J Struct Funct Genomics. 2005;6(2-3):63-70. doi: 10.1007/s10969-005-2651-9.
The initial aim of the Berkeley Structural Genomics Center is to obtain a near-complete structural complement of two minimal organisms, closely related pathogens Mycoplasma genitalium and M. pneumoniae. The former has fewer than 500 genes and the latter fewer than 700 genes. To achieve this goal, the current protein targets have been selected starting with those predicted to be most tractable and likely to yield new structural and functional information. During the past 3 years, the semi-automated structural genomics pipeline has been set up from cloning, expression, purification, and ultimately to structural determination. The results from the pipeline substantially increased the coverage of the protein fold space of M. pneumoniae and M. genitalium. Furthermore, about 1/2 of the structures of 'unique' protein sequences revealed new and novel folds, and over 2/3 of the structures of previously annotated 'hypothetical proteins' inferred their molecular functions.

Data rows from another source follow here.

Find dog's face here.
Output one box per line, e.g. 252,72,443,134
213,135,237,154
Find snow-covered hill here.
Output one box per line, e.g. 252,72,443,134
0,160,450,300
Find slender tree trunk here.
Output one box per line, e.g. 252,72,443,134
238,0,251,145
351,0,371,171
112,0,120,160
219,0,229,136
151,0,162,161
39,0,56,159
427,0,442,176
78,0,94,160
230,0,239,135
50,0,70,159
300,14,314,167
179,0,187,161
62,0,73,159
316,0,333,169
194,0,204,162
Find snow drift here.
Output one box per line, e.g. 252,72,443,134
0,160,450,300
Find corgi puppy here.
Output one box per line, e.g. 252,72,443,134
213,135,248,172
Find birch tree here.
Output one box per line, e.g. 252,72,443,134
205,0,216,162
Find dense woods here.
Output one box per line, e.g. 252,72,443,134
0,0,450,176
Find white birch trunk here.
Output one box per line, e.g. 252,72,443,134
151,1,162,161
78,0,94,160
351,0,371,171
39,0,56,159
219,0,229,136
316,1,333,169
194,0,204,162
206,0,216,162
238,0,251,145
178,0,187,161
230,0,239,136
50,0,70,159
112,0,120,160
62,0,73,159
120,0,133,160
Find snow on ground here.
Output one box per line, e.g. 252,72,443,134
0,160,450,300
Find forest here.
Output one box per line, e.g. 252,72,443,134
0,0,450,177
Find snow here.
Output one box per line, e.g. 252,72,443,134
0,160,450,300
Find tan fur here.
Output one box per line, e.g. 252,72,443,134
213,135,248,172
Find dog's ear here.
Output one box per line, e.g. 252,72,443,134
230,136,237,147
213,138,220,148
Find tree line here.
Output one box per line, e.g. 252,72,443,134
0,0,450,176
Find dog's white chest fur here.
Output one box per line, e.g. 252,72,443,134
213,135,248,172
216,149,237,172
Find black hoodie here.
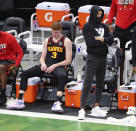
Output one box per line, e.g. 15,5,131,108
83,5,113,57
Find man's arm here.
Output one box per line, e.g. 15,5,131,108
83,24,102,47
108,0,117,24
45,38,72,73
132,28,136,74
40,39,48,71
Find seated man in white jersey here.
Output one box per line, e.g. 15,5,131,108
7,22,72,113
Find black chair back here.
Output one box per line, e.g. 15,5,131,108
60,21,76,43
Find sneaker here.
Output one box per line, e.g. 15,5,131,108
78,109,85,120
51,101,64,113
6,99,25,110
88,106,107,117
0,93,7,106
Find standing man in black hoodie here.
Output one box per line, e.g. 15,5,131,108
78,5,113,120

伯克利结构基因组学中心的最初目标是获得两种最小生物体近乎完整的结构补充,这两种生物体是密切相关的病原体——生殖支原体和肺炎支原体。前者拥有不到500个基因,后者拥有不到700个基因。为实现这一目标,目前已从那些预计最易处理且可能产生新的结构和功能信息的蛋白质靶点中进行了选择。在过去3年里,已建立了从克隆、表达、纯化到最终结构测定的半自动结构基因组学流程。该流程的结果大幅增加了肺炎支原体和生殖支原体蛋白质折叠空间的覆盖范围。此外,约二分之一的“独特”蛋白质序列结构揭示了新的折叠方式,超过三分之二的先前注释为“假设蛋白质”的结构推断出了它们的分子功能。